Karen Fondacaro Karen Fondacaro, Clinical Professor of Psychology, received her B.A. magna cum laude in Psychology from SUNY Stony Brook in 1982 and her Ph.D. in Clinical Psychology from the University of Vermont in 1988. She is the Director of the Behavior Therapy and Psychotherapy Center, the mental health training clinic for UVM doctoral students in clinical psychology.

Her clinical work and research is focused on two primary areas: Refugee Mental Health and Interpersonal Violence. Interpersonal Violence topics include: child victimization, sexual abuse, trauma, domestic violence, and criminality. In 2007, she established Connecting Cultures, a clinical science program specifically designed to focus on the mental health needs of refugees, immigrants and asylum seekers. She is also co-founder of NESTT (New England Survivors of Torture and Trauma), a collaborative partnership between mental health and legal services for torture survivors. NESTT is based on social justice framework emphasizing community voice, while acknowledging multi-agency professional expertise, and empirically-based intervention and evaluation strategies. NESTT is federally funded through a grant from the Department of Health and Human Services Administration for Children and Families: Office of Refugee Resettlement.

Martha Thomas Martha Thomas, Assistant Professor of Political Science, received her B.A. magna cum laude in Economics from St. Francis College in 2003, her Masters in International Public Policy from William Paterson University in 2005, and her Ph.D. from the Pennsylvania State University in August 2010.

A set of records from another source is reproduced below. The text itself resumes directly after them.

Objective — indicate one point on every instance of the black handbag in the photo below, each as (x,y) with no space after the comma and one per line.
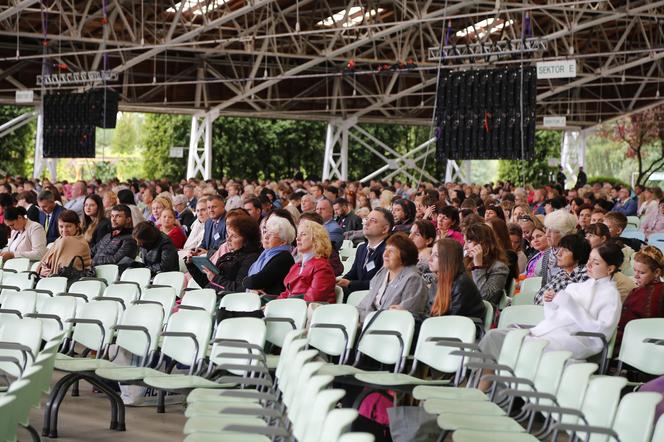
(74,274)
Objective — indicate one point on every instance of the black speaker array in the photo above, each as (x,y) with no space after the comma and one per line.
(478,114)
(70,121)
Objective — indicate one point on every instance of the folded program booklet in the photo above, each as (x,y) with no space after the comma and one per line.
(204,262)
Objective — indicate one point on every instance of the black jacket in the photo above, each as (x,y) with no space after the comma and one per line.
(271,278)
(103,228)
(466,298)
(162,257)
(111,249)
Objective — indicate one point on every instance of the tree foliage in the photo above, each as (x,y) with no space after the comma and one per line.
(643,136)
(17,148)
(536,171)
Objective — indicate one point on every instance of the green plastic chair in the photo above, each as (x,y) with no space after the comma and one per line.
(19,340)
(337,423)
(633,420)
(54,314)
(636,351)
(356,297)
(241,302)
(357,437)
(523,315)
(175,280)
(433,332)
(332,330)
(529,288)
(17,265)
(107,272)
(17,305)
(658,434)
(201,299)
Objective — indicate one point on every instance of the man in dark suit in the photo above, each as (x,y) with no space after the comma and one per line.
(369,255)
(215,227)
(48,217)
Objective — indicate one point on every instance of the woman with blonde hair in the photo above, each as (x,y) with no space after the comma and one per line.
(160,203)
(312,278)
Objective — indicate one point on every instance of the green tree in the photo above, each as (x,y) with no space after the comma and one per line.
(536,171)
(17,148)
(160,132)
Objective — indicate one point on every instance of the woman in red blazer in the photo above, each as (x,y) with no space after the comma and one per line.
(312,277)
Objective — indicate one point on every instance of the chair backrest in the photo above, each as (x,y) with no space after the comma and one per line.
(308,427)
(643,356)
(95,336)
(550,371)
(247,330)
(171,279)
(204,299)
(282,316)
(634,234)
(521,314)
(61,307)
(17,264)
(601,401)
(186,350)
(140,276)
(241,302)
(458,328)
(636,415)
(107,272)
(26,332)
(529,358)
(356,297)
(21,303)
(162,295)
(388,349)
(89,288)
(128,293)
(529,288)
(147,316)
(333,328)
(338,422)
(573,384)
(489,315)
(54,284)
(657,435)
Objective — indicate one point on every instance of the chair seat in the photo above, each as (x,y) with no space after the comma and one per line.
(423,392)
(212,424)
(272,361)
(482,408)
(388,379)
(201,436)
(182,382)
(456,421)
(74,365)
(497,436)
(216,408)
(126,374)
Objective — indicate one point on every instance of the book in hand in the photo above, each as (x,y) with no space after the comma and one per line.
(204,262)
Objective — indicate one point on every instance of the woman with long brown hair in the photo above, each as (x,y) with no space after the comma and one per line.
(487,261)
(455,293)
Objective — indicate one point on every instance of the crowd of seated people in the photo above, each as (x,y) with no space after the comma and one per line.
(433,251)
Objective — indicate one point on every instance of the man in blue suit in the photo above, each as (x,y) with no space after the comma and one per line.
(369,255)
(49,214)
(215,227)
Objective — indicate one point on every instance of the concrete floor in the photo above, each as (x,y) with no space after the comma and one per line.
(87,417)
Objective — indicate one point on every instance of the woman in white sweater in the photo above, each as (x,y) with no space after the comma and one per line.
(590,306)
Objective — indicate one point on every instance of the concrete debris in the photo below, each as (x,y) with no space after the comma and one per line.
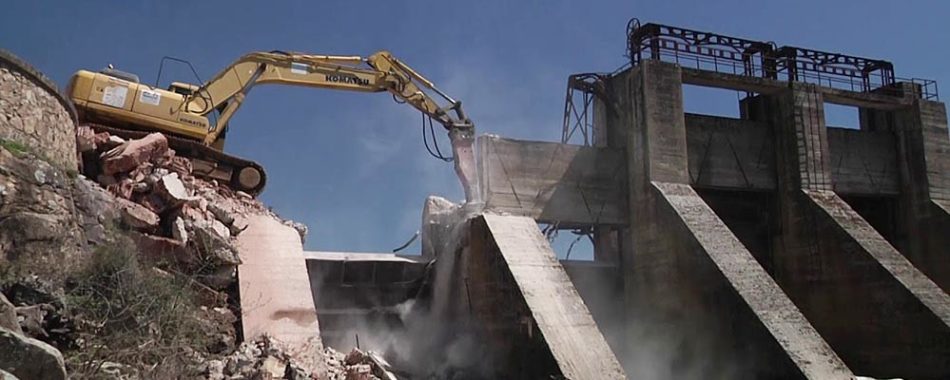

Martha’s research interests centers on the scientific study of trade dispute settlement in regional integration agreements (RIAs). In her research she follows disputes from initiation to termination to investigate how they evolve within different RIAs and to understand the choices made by state and non-state actors at different stages of the dispute settlement process. In her Ph.D. dissertation she focused on one facet of this research agenda, the largely neglected early stages of dispute settlement. She investigated why parties to RIAs choose to have some disputes litigated by the regional dispute resolution body but not others.

Through her research agenda she addresses several important questions in international relations, such as: To what extent does international law matter? Are regional institutions effective in facilitating cooperation and compliance among member states? How do different types of institutional designs impact the dispute process? And, are some designs more attractive as venues for dispute settlement than others?